Bag om Beauties
‘Beauties’ is a short story by Chekhov that tells the tale of a young schoolboy travelling through the countryside with his grandfather on a sweltering summer day. The boy is uninterested in his dreary dustbowl surroundings until they arrive at the house of an old friend and the boy becomes transfixed by an astonishingly beautiful young woman. ‘Beauties’ is a perfect encapsulation of Chekhov’s critically acclaimed writing style as the plot is minimal but his lyrical prose evokes a sense of enchantment and awe. Vivid imagery portrays the stunning beauty of both the young woman and the setting that will stay with the reader for as long as it stays with the mesmerised schoolboy. This short story’s meditation on the lasting impression of beauty makes it a perfect read for fans of ‘The Great Gatsby’ and Samuel Beckett, whose readers will also enjoy Chekhov’s realist writing style.

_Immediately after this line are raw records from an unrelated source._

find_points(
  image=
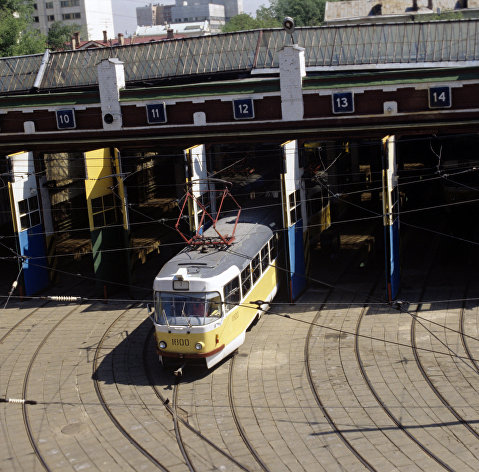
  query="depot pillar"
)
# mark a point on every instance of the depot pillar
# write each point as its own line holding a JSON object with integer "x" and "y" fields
{"x": 111, "y": 79}
{"x": 292, "y": 69}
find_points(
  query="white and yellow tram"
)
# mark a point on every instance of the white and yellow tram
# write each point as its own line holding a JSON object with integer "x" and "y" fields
{"x": 206, "y": 297}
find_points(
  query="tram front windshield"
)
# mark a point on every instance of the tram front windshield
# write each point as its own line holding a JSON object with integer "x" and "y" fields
{"x": 187, "y": 309}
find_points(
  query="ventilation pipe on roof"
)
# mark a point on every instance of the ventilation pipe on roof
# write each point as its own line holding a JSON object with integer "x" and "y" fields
{"x": 41, "y": 71}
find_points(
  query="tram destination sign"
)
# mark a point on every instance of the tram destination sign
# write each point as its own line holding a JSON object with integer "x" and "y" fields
{"x": 243, "y": 109}
{"x": 156, "y": 113}
{"x": 440, "y": 97}
{"x": 66, "y": 119}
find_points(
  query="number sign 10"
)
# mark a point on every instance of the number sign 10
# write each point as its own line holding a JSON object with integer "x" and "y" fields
{"x": 66, "y": 119}
{"x": 343, "y": 102}
{"x": 243, "y": 109}
{"x": 440, "y": 97}
{"x": 156, "y": 113}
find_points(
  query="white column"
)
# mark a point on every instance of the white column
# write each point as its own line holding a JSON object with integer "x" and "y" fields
{"x": 111, "y": 79}
{"x": 292, "y": 69}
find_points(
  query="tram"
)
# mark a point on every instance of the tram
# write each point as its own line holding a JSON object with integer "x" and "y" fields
{"x": 207, "y": 296}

A prolific writer of seven plays, a novel and hundreds of short stories, Anton Chekhov (1860-1904) is considered one of the best practitioners of the short story genre in literature. True to life and painfully morbid with his miserable and realistic depictions of Russian everyday life, Chekhov’s characters drift between humour, melancholy, artistic ambition, and death. Some of his best-known works include the plays 'Uncle Vanya', 'The Seagull', and 'The Cherry Orchard', where Chekhov dramatizes and portrays social and existential problems. His short stories unearth the mysterious beneath the ordinary situations, the failure and horror present in everyday life.